Présidentielle 2027 : les propositions immobilières de Jean-Luc Mélenchon

Flash-immo poursuit son analyse des propositions immobilières des candidats à l’élection présidentielle de 2027. Après Bruno Retailleau et Édouard Philippe, ce troisième volet est consacré à Jean-Luc Mélenchon. Son projet donne à la puissance publique un rôle central dans le logement et aurait des effets contrastés pour les agences immobilières.

Un programme 2027 encore en construction

Jean-Luc Mélenchon s’appuie actuellement sur l’édition 2025 de L’Avenir en commun et sur plusieurs engagements publics récents. Le programme définitif pour 2027 n’étant pas encore totalement arrêté, les mesures présentées peuvent encore évoluer ou être précisées.

La ligne générale est néanmoins claire : faire du logement un droit davantage garanti par l’État, renforcer la régulation du parc privé et accélérer la production ainsi que la rénovation de logements accessibles.

Construire davantage de logements publics

Le candidat de La France insoumise défend une relance massive de la construction de logements sociaux et publics. Il souhaite renforcer les obligations imposées aux communes, limiter les ventes de logements sociaux et mobiliser plus fortement le foncier public.

Cette politique pourrait soutenir la construction et fluidifier une partie des parcours résidentiels. Son bénéfice direct pour les agences de transaction resterait toutefois limité si l’essentiel de l’offre nouvelle demeure dans le parc public. À l’inverse, une détente du marché locatif pourrait faciliter la mobilité des ménages et, indirectement, certains projets d’achat ou de vente.
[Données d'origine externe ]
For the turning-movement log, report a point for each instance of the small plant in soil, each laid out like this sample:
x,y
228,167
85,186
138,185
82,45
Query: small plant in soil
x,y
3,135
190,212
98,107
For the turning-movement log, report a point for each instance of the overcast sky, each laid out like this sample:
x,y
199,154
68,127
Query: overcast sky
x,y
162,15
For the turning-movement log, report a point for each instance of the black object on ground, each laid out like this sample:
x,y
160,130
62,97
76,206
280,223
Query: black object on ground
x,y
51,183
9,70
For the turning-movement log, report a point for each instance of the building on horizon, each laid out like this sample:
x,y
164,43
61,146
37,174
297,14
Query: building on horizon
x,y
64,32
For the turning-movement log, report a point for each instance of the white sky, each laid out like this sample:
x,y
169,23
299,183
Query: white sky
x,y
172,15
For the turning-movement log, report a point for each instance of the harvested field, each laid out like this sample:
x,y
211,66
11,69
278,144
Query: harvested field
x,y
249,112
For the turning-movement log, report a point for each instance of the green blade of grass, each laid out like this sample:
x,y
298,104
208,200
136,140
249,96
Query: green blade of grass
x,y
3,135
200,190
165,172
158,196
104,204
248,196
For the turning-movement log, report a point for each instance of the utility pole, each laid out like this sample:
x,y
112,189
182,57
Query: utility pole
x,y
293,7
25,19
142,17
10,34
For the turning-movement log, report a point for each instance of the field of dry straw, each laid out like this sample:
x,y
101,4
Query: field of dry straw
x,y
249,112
Encadrement des loyers et régulation du parc privé

Jean-Luc Mélenchon souhaite généraliser et renforcer l’encadrement des loyers dans les zones où la demande est forte. Il prévoit également de lutter plus fermement contre les logements vacants et évoque leur réquisition lorsque la situation locale le justifie.

Pour les administrateurs de biens, ces mesures impliqueraient davantage de contrôles, de justificatifs et de conseil auprès des propriétaires. Elles pourraient développer la valeur de l’accompagnement professionnel, mais réduiraient la liberté de fixation des loyers et pourraient décourager certains bailleurs privés de rester sur le marché.

Interdire les expulsions sans relogement

Le candidat a annoncé vouloir interdire les expulsions locatives sans solution de relogement et abroger la loi dite « anti-squat ». Dans son projet, la puissance publique serait chargée d’organiser le relogement avant l’exécution de l’expulsion.

Cette orientation renforcerait la protection des occupants, mais soulèverait des inquiétudes chez les propriétaires confrontés aux impayés. Pour les agences, elle pourrait accroître les besoins de sécurisation des dossiers, de garantie contre les loyers impayés et de suivi contentieux. Son effet sur l’offre locative dépendrait largement des garanties apportées parallèlement aux bailleurs.

Une garantie universelle des loyers

La création d’une garantie universelle des loyers fait également partie des solutions défendues par La France insoumise. Le principe serait de protéger les locataires contre l’expulsion tout en indemnisant les propriétaires en cas d’impayé.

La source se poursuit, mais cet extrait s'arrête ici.